Content Moderators in Kenya Sue Facebook, Claim They Are Subjected To Torturous Work

Content Moderators in Kenya Sue Facebook, Claim They Are Subjected To Torturous Work

Content moderators in Kenya are suing Facebook for what the say is the “torture” they’ve endured at work—being forced to sift through hours of horrifying videos and pictures to keep off the social media platform.

Nathan Nkunzimana spoke to the Associated Press in Nairobi about the lawsuit against the company and  contractor Sama for these traumatizing work conditions.

The father of three was among nearly 200 contracted workers that were outsourced in the Kenyan capital to manage Facebook users’ content input from Africa, verifying and removing any insensitive, harmful, or illegal imagery or clips from appearing on its vast network.

The former employee referred to himself and fellow staff as “soldiers” taking bullets on behalf of the online community. The cohort is following the path of their U.S. counterparts, who Facebook settled with in 2020 on similar grounds.

The moderators are seeking $1.6 billion in compensation for the lack of proper working conditions, including mental health support for the disturbing content consumed and general low wages for the work performed. According to the filing, a court order that their contracts must be extended, and therefore must be paid out, until the case is completed is being ignored, leaving the employees without pay.

While Facebook and Nama remain adamant that they had work standards above local norms, the mental health services were not adequate to handle the level of trauma endured, the moderators say. This transition from minimal care to nonexistent support has left Nkunzimana and other employees at a loss.

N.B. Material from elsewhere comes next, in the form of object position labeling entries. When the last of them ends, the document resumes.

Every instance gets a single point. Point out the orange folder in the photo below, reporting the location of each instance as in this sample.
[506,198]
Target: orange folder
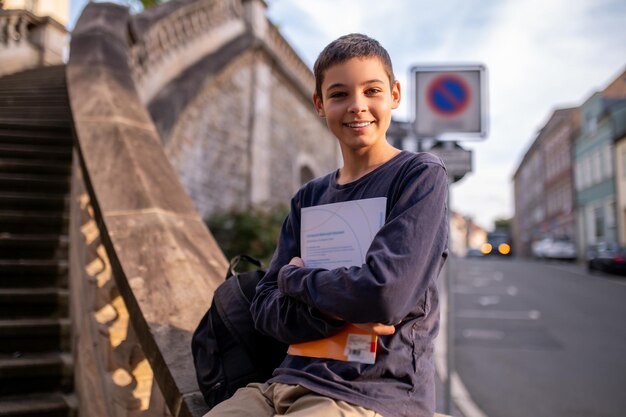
[349,344]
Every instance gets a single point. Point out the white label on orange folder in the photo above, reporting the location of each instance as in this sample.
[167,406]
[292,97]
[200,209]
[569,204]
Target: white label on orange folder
[361,348]
[342,346]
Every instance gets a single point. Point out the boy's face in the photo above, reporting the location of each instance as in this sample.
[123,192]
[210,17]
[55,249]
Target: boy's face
[357,101]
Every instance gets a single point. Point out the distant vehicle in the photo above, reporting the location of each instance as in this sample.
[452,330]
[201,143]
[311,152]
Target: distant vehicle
[607,257]
[539,248]
[498,243]
[474,253]
[559,248]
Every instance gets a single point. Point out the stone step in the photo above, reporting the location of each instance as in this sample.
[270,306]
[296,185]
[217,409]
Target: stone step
[32,201]
[34,335]
[33,246]
[43,123]
[35,152]
[12,100]
[47,182]
[27,222]
[34,166]
[30,273]
[36,137]
[35,112]
[35,373]
[17,303]
[55,404]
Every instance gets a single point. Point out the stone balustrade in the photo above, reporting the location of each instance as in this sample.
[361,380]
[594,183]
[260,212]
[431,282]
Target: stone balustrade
[179,39]
[290,61]
[147,272]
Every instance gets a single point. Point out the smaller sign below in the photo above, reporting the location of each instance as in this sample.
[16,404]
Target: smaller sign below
[458,161]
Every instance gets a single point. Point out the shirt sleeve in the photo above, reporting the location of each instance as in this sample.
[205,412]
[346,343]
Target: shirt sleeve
[404,259]
[279,315]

The expanded international employment practice is exploitative in nature, as companies outsourcing jobs to countries like Kenya expose workers to roles that are harmful, yet they continue workers stay because of the needed financial aspects.

However, change is possibly on the horizon for such an arrangement, as the Kenya-based moderators are empowered and garnering worldwide attention for their lawsuit. Their hearing in Kenya is set for July 10, 2023.